A server can partially process requests that are incomplete. Parsing
header fields - without acting on the values - and determining
request routing is likely to be safe from side-effects, but other
actions might not be.
This text seems like it might be sharper. If you receive a request that
is partly in early data, but you don't process it until you have
the whole request, this guarantees that it has not been replayed
to you but not to others, if they start processing earlier. So maybe
say:
what matters is when servers starts acting upon the contents
of a request. Any time any server instance might initiate
processing prior to completion of the handshake, all server instances
need to consider how a possible replay of early data could affect that
processing (see also Section 6.2).
S 4.
If the server rejects early data at the TLS layer, a client MUST
start sending again as though the connection was new. For HTTP/2,
this means re-sending the connection preface. Any requests sent in
early data MUST be sent again, unless the client decides to abandon
those requests.
You should mention here that this might need ALPN negotiation.
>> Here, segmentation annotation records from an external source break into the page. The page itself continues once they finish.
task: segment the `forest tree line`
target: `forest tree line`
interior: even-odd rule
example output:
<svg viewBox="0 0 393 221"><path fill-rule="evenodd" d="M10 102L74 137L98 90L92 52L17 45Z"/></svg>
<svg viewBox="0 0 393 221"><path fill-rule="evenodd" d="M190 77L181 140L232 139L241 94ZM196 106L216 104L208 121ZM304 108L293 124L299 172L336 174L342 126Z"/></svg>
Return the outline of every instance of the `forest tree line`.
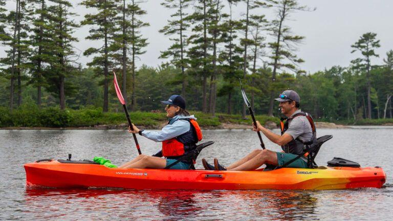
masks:
<svg viewBox="0 0 393 221"><path fill-rule="evenodd" d="M366 33L354 39L352 52L343 52L357 57L347 67L307 73L296 55L304 37L293 34L288 21L294 12L315 9L296 0L157 1L171 12L157 31L172 43L161 52L159 68L139 58L148 44L141 30L149 25L141 1L82 1L90 13L78 23L71 1L16 0L12 10L7 2L0 0L0 41L7 55L0 58L0 106L11 111L32 103L117 111L114 71L132 111L162 109L159 101L178 94L189 109L245 116L241 79L259 114L278 115L274 98L291 89L317 119L392 118L393 51L376 65L379 40ZM245 11L235 19L233 8L241 4ZM268 10L273 19L260 12ZM85 39L74 36L81 27L89 33ZM86 67L73 46L81 40L97 42L83 52L91 59Z"/></svg>

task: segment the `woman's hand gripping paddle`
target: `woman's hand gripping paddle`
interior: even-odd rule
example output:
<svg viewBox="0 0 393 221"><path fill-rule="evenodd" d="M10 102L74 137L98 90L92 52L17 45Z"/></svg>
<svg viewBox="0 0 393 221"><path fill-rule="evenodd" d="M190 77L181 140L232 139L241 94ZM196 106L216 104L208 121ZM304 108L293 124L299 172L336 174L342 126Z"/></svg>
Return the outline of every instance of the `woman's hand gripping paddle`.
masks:
<svg viewBox="0 0 393 221"><path fill-rule="evenodd" d="M116 94L117 94L117 97L119 98L119 100L120 101L122 104L123 104L123 108L124 108L124 113L125 113L125 116L127 117L127 120L128 121L128 125L131 128L131 129L134 130L134 127L131 123L131 120L129 119L129 115L128 114L128 110L127 109L127 107L125 106L125 101L123 98L123 95L121 94L120 89L119 88L119 84L117 83L117 79L116 79L116 74L115 72L113 72L113 83L115 84L115 89L116 91ZM139 148L139 144L138 143L138 139L137 139L137 136L135 134L133 134L133 137L134 137L134 140L135 141L135 144L137 145L137 149L138 149L138 152L139 155L142 154L141 152L141 149Z"/></svg>
<svg viewBox="0 0 393 221"><path fill-rule="evenodd" d="M248 101L247 96L246 95L246 92L244 92L244 89L243 89L243 86L242 85L242 81L240 79L239 80L240 81L240 87L242 88L242 95L243 96L243 100L244 100L244 102L246 103L246 105L248 107L248 110L250 112L250 115L252 118L252 122L254 123L254 125L256 125L256 121L255 120L255 117L254 116L254 112L253 112L252 109L251 109L251 105L250 104L250 102ZM257 133L258 134L258 137L259 138L259 141L260 141L260 147L262 147L262 149L265 149L265 144L264 144L264 141L262 140L260 133L259 131L257 131Z"/></svg>

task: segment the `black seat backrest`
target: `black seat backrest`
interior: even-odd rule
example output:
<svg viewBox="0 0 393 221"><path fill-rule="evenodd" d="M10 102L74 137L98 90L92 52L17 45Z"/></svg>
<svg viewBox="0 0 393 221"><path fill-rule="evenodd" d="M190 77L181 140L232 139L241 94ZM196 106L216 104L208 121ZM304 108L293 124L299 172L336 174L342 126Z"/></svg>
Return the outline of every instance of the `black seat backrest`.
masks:
<svg viewBox="0 0 393 221"><path fill-rule="evenodd" d="M333 138L333 135L324 135L317 139L317 143L313 144L309 147L310 152L308 156L308 164L309 168L315 168L318 167L314 160L317 156L319 149L323 143Z"/></svg>

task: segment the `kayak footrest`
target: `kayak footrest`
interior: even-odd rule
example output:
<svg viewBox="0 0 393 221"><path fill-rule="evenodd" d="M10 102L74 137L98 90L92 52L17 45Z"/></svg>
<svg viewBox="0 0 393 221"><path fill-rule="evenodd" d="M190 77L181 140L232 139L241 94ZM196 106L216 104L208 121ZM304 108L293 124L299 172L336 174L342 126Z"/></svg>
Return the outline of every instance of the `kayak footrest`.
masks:
<svg viewBox="0 0 393 221"><path fill-rule="evenodd" d="M57 161L61 163L73 163L73 164L100 164L99 163L95 162L94 161L90 161L88 160L79 160L79 161L72 161L68 160L57 160Z"/></svg>
<svg viewBox="0 0 393 221"><path fill-rule="evenodd" d="M222 174L206 174L205 175L205 178L222 178L223 175Z"/></svg>

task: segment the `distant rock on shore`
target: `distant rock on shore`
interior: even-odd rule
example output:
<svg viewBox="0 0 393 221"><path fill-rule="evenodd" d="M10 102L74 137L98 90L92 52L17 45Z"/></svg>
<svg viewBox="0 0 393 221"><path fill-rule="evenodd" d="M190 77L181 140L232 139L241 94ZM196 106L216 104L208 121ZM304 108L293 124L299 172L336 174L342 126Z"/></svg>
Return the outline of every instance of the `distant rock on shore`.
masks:
<svg viewBox="0 0 393 221"><path fill-rule="evenodd" d="M316 122L315 126L317 128L332 128L332 129L343 128L348 127L346 126L344 126L341 124L336 124L334 123L329 123L329 122Z"/></svg>

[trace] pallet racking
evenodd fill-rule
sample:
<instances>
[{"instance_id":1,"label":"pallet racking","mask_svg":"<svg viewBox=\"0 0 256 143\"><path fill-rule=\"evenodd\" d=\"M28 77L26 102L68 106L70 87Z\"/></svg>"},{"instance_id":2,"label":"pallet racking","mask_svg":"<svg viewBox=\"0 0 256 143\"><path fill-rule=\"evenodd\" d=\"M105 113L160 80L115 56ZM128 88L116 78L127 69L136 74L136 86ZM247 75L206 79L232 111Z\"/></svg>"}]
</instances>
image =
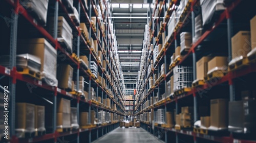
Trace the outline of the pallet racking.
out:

This automatic retry exposes the request to a potential replay
attack. An attacker sends early data to one server instance that
accepts and processes the early data, but allows that connection to
proceed no further. The attacker then forwards the same messages
from the client to another server instance that will reject early
data. The client then retries the request, resulting in the request
being processed twice. Replays are also possible if there are
multiple server instances that will accept early data, or if the same
server accepts early data multiple times (though this would be in
violation of requirements in TLS).
You should cite the specific section in TLS (S 8).
S 5.
The "Early-Data" header field is included in requests that are
received in early data.
Do you mean "partially received" here?
S 5.2.
Clients (user-agents and intermediaries) that sent the request in
early data MUST automatically retry the request when receiving a 425
(Too Early) response status code. Such retries MUST NOT be sent in
early data.
Intermediaries that receive a 425 (Too Early) status code MAY
automatically retry requests after allowing the handshake to complete
unless the original request contained the "Early-Data" header field
when it was received. Otherwise, an intermediary MUST forward the
425 (Too Early) status code.
I am having trouble reading this text. It seems to me that the first
graf says that intermediaries MUST retry when I receive 425, and then
the second graf says that it MUST instead forward 425 if the
Early-Data header was not in the request.